When Cathy arrives at Wyndham Falls the next morning, she can feel snow in the air. The temperature has dropped and there’s that stillness, no wind, all the birds in hiding.

She used to love such ominous quiet, as a girl, in Michigan. It promised school cancellations, time at home with her mother, the building of snow forts on the lawn. Even now, at seventy, big storms excite her. But her expectation now has a dark wish at its center, a desire for self-annihilation, almost, or cleansing. Sometimes, thinking about climate change, the world ending in cataclysms, Cathy says to herself, “Oh, just get it over with. We deserve it. Wipe the slate clean and start over.”

Della is dressed and ready to go. Cathy tells her she looks nice but can’t refrain from adding, “You have to tell the hairdresser not to use crème rinse, Della. Your hair’s too fine. Crème rinse flattens it down.”

“You try telling that lady anything,” Della says, as she pushes her walker down the hall. “She doesn’t listen.”

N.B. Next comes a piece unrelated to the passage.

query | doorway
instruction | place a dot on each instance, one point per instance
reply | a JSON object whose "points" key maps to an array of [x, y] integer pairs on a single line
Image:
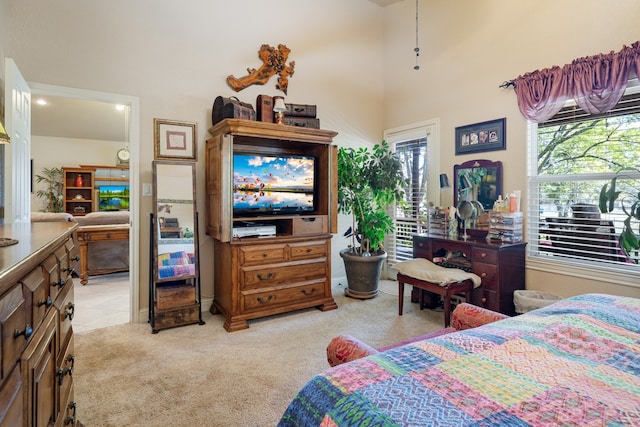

“Then get Bennett to take you to a salon.”

“Oh, sure. Fat chance.”

As they come outside, Cathy makes a note to e-mail Bennett. He might not understand how a little thing like that—getting her hair done—can lift a woman’s spirits.

It’s slow going with Della’s walker. She has to navigate along the sidewalk and down the curb to the parking lot. At the car, Cathy helps her into the passenger seat and then takes the walker around to put it in the trunk. It takes a while to figure out how to collapse it and flip up the seat.

A minute later, they’re on their way. Della leans forward in her seat, alertly scanning the road and giving Cathy directions.

“You know your way around already,” Cathy says approvingly.

“Yeah,” Della says. “Maybe those pills are working.”